秋月和也は熊本に住む高校2年生。

和也の学校では、修学旅行で東京ディズニーランドに行くことになっていた。

夏休み中の登校日、ディズニーランド行きを楽しみに盛り上がる同級生に、つい自分は行ったことがあると嘘をついてしまう。それなら写真を見せろと言われ、夏休み明けに持ってくると約束するが。

 

貯金の3万2,000円でツアーを申し込み、母親にも嘘を言って1万円をもらい、ディズニーランドに行くことができたが、羽田行きのバスが渋滞に巻き込まれ、所持金3400円で帰りの飛行機に乗り遅れてしまう。

 

親切なお土産屋のおばさんが一晩泊めてくれることになり、青春18きっぷのバラ売りを金券ショップで買って帰ることを提案してくれるが、またもやアクシデントが生じて……

 

和也は無事に家に帰ることができるのか。

 

行く先々で出会う人が知恵を授けてくれます。

 

最初に泊めてくれたおばさんは、「あなたが泊った家では、食後の後片づけ、布団の上げ下ろし、風呂掃除から、トイレ掃除、誰よりも早く起きて、朝のゴミ出し、部屋や廊下、階段の掃除から玄関の掃除まで、そりゃあもうこれでもかというくらい、しっかりやりなさいよ」と教えてくれます。

 

「それができればね、世界中どこへ行っても居候できるわよ」

 

和也を助ける大人たちも完璧ではなく、それぞれが事情を抱えています。

その問題が、和也を助けたことによって動き出し、人って一人じゃないな、お互いさまだなと思える温かい内容です。

 

あなたにとって居心地のいい場所は、まわりの人があなたに何をしてくれるかによってじゃなくて、あなたがまわりの人のために何をするかによって決まるの。
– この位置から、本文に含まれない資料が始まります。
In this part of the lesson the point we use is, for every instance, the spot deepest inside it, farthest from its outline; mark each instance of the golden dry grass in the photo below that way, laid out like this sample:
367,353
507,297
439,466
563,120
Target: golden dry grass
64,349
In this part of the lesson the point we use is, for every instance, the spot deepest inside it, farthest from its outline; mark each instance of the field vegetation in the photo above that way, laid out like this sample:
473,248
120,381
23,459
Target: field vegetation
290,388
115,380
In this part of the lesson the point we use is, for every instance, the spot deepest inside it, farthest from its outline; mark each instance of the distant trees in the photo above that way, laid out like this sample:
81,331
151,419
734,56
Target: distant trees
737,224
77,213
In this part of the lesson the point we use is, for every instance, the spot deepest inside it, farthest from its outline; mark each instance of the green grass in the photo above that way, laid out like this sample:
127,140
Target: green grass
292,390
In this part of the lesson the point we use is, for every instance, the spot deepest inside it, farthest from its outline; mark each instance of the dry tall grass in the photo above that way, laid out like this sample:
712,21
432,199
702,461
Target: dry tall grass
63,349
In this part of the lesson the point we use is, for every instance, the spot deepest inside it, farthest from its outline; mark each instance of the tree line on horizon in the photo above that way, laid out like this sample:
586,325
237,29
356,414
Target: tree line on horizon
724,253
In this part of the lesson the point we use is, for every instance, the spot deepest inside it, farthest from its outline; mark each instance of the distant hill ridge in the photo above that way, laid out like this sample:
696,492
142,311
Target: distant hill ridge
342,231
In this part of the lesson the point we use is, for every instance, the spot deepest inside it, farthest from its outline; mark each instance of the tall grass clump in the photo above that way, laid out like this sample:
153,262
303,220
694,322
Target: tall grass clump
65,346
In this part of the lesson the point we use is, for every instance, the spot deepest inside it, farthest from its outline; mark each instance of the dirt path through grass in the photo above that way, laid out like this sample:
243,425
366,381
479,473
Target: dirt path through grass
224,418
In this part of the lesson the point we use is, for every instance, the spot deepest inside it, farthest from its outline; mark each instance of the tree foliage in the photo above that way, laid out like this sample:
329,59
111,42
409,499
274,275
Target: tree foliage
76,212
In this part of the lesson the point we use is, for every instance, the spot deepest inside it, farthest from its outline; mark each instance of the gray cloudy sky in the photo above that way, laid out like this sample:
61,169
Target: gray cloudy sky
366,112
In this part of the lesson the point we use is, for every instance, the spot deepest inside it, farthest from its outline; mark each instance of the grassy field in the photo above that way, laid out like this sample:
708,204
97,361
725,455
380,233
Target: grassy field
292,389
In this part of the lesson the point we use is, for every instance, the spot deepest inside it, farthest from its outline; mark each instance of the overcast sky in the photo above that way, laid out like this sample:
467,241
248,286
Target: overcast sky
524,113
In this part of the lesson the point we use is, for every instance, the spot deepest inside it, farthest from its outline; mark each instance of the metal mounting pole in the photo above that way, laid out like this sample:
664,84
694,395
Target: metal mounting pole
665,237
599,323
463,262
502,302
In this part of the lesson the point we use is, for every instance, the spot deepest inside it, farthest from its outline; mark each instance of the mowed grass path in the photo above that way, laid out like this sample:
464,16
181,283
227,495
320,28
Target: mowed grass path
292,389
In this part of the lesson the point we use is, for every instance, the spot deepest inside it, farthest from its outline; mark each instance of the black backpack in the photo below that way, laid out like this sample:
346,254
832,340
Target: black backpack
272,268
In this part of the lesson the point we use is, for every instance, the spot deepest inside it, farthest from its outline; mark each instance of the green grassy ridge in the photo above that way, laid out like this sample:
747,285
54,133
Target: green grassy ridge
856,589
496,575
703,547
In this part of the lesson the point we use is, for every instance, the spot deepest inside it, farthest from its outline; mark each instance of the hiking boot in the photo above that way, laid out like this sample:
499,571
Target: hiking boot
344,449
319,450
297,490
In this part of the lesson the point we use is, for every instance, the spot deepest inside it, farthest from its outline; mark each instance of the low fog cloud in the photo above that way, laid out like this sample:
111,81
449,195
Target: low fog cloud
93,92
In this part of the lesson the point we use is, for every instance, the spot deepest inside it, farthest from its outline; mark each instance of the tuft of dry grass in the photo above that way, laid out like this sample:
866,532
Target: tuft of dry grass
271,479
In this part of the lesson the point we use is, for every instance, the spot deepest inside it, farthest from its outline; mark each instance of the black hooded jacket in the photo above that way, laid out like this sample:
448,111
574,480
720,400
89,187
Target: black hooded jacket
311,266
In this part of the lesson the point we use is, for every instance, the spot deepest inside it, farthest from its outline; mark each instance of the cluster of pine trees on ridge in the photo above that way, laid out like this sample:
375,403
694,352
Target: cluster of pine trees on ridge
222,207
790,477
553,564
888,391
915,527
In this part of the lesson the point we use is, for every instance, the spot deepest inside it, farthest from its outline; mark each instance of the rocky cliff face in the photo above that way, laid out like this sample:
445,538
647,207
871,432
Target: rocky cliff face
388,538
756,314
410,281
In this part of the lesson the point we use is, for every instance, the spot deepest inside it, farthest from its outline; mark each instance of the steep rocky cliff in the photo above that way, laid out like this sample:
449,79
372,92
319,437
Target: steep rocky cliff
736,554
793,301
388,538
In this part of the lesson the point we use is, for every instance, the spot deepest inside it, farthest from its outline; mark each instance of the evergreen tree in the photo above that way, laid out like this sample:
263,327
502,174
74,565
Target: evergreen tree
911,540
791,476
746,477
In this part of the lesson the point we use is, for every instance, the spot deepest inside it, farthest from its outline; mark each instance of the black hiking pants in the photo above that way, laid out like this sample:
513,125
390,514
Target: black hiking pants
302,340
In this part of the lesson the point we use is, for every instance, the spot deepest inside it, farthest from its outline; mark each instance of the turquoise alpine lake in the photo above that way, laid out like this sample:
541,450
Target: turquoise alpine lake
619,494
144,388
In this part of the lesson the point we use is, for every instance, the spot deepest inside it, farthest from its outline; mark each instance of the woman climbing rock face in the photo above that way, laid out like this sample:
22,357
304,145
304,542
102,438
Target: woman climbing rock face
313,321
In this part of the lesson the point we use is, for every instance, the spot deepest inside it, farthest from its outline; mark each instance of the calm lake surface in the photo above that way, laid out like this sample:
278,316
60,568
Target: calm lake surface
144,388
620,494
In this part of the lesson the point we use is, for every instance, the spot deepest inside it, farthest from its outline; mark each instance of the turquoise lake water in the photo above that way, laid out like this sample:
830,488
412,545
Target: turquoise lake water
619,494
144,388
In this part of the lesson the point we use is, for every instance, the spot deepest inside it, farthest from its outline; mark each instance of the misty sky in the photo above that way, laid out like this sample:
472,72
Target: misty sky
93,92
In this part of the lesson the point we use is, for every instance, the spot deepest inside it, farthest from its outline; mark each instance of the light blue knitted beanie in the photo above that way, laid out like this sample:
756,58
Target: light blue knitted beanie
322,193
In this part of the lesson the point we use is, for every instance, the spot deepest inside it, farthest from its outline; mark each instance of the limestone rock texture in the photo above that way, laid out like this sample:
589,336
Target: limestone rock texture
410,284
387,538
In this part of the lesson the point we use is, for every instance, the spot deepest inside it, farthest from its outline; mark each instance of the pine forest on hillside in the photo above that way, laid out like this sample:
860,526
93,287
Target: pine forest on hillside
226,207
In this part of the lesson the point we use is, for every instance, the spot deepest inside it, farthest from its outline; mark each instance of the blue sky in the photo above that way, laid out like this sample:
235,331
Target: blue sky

家も、学校も、職場も、全部同じね。そんなこと考えなくても、あなたがそこそこ幸せだったのは、あなたの家には、たとえあなたがどんな態度をとってもそれを毎日やってくれる人がいるからよ。そのことを忘れちゃダメね。

 

この本は前に読んだ『情報断食』の中で紹介されていました。

表紙の赤い自転車にまつわる不思議なお話が書かれていました。